US 11,755,838 B2
	Machine learning for joint recognition and assertion regression of elements in text
Ian H. Magnusson, Cambridge, MA (US); Scott Ehrlich Friedman, Minneapolis, MN (US); and Sonja M. Schmer-Galunder, San Francisco, CA (US)
Assigned to Smart Information Flow Technologies, LLC, Minneapolis, MN (US)
Filed by Smart Information Flow Technologies, LLC, Minneapolis, MN (US)
Filed on Sep. 14, 2020, as Appl. No. 16/948,332.
Prior Publication US 2022/0083739 A1, Mar. 17, 2022
Int. Cl. G06F 40/295 (2020.01); G06N 20/00 (2019.01); G06N 5/04 (2023.01); G06F 40/284 (2020.01)

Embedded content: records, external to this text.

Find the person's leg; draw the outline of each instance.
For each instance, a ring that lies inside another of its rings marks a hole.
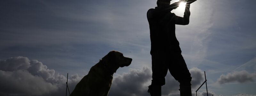
[[[168,71],[167,58],[164,54],[158,53],[152,56],[152,74],[151,85],[148,92],[151,96],[161,96],[161,87],[165,84],[165,77]]]
[[[180,83],[180,96],[191,96],[192,77],[183,57],[179,53],[172,53],[171,56],[171,64],[168,68],[172,75]]]

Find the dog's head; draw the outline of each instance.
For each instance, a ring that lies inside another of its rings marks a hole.
[[[110,70],[116,72],[119,67],[128,66],[132,63],[132,59],[125,57],[122,53],[115,51],[109,52],[102,58],[102,60]]]

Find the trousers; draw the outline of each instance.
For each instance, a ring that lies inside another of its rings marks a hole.
[[[190,83],[191,75],[181,52],[157,52],[151,54],[151,85],[164,85],[168,69],[174,79],[180,83]]]

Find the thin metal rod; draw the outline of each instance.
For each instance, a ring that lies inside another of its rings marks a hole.
[[[68,86],[68,93],[69,93],[69,95],[70,95],[70,92],[69,92],[69,89],[68,88],[68,86]]]
[[[66,84],[67,84],[67,86],[66,87],[66,96],[67,96],[67,89],[68,89],[68,75],[67,76],[67,82],[66,82]],[[69,92],[69,89],[68,90]],[[69,93],[69,94],[70,94],[70,93]]]
[[[205,75],[205,71],[204,71],[204,78],[205,79],[205,85],[206,85],[206,92],[207,93],[207,96],[208,96],[208,89],[207,89],[207,83],[206,82],[206,75]]]
[[[204,83],[205,83],[205,82],[206,82],[206,81],[204,81],[204,83],[203,83],[203,84],[201,84],[201,85],[200,86],[200,87],[199,87],[199,88],[198,88],[198,89],[197,89],[197,90],[196,90],[196,92],[197,92],[197,91],[198,91],[198,90],[199,90],[199,89],[200,89],[200,88],[201,88],[201,87],[202,87],[202,86],[203,86],[203,85],[204,85]]]

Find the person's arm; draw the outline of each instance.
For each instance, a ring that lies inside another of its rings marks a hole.
[[[190,8],[190,4],[186,4],[186,7],[185,9],[185,12],[184,12],[184,15],[183,17],[180,16],[175,16],[174,18],[175,20],[175,24],[180,25],[187,25],[189,23],[189,16],[190,16],[190,11],[189,8]]]
[[[147,15],[148,18],[151,18],[158,16],[162,15],[166,12],[170,12],[172,10],[176,9],[179,7],[180,2],[163,6],[156,7],[155,9],[151,9],[148,11]]]

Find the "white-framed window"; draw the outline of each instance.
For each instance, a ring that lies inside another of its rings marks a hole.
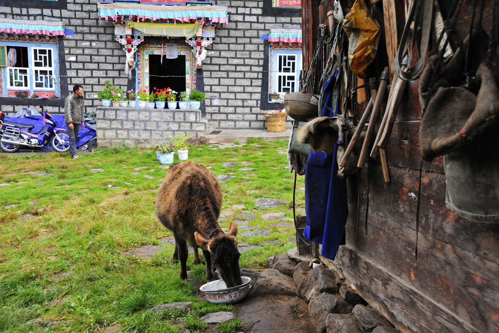
[[[297,91],[301,70],[301,49],[271,46],[269,58],[269,93],[285,94]]]
[[[7,41],[0,44],[11,53],[7,66],[0,68],[0,95],[11,96],[17,91],[60,95],[57,44]]]
[[[54,60],[51,48],[32,47],[33,88],[53,90]]]

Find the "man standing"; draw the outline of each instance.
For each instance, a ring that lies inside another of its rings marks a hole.
[[[66,97],[64,103],[64,121],[69,136],[69,151],[73,158],[78,158],[76,142],[80,123],[81,129],[85,128],[83,99],[83,87],[75,84],[73,86],[73,93]]]

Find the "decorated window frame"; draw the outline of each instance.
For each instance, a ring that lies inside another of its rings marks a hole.
[[[60,96],[59,49],[57,43],[1,41],[2,46],[27,48],[27,67],[0,67],[0,95],[15,97],[17,91],[32,96]],[[13,79],[22,84],[16,85]]]

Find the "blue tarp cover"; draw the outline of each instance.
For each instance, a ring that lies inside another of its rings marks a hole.
[[[335,78],[329,79],[324,87],[322,116],[335,115],[331,110],[337,103],[333,99],[335,81]],[[331,260],[338,252],[348,216],[346,182],[337,176],[337,148],[335,144],[332,154],[310,150],[305,171],[307,226],[303,236],[322,244],[322,256]]]

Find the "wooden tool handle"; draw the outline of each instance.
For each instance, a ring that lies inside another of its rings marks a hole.
[[[404,89],[405,88],[406,82],[405,80],[399,79],[397,80],[397,84],[393,88],[395,90],[393,92],[393,100],[392,101],[392,105],[390,106],[390,112],[387,118],[386,124],[385,125],[383,135],[378,143],[378,146],[380,148],[385,148],[388,143],[388,139],[390,138],[390,135],[392,133],[392,129],[393,128],[393,123],[395,121],[397,111],[399,108],[399,105],[400,105],[402,95],[404,94]]]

CPC G06F 40/295 (2020.01) [G06F 40/284 (2020.01); G06N 5/04 (2013.01); G06N 20/00 (2019.01)]

15 Claims

1. An inference method comprising:

receiving, at one or more computing machines, an input comprising unstructured text;

identifying, within the unstructured text, one or more entities using a named entity recognition (NER) engine in a trained machine learning model, wherein the trained machine learning model embeds tokens from the unstructured text into a vector space and uses generated embeddings to identify one or more tokens as being associated with the one or more entities, wherein the one or more tokens associated with the one or more entities in the unstructured text correspond to candidate spans of tokens;

determining, based on the embedded tokens and using the trained machine learning model that identifies the one or more entities and determines assertions as predictions made on the candidate span of tokens, an assertion applied, within the text, to at least one entity, wherein the assertion is represented as a vector, wherein each dimension of multiple dimensions of the vector corresponds to a part of the assertion and has a value corresponding to a probability or a log-odds of the part of the assertion being present, wherein the trained machine learning model is a span-level model; and

providing an output associated with the assertion applied to the at least one entity, wherein the assertion comprises a moral assertion applied by an author of the text to the at least one entity, wherein the vector comprises one or more integer or binary values, the integer or binary values representing one or more of: dehumanization, moral condemnation/justification, ingroup/outgroup, violence, and harmed/responsible-for-harm.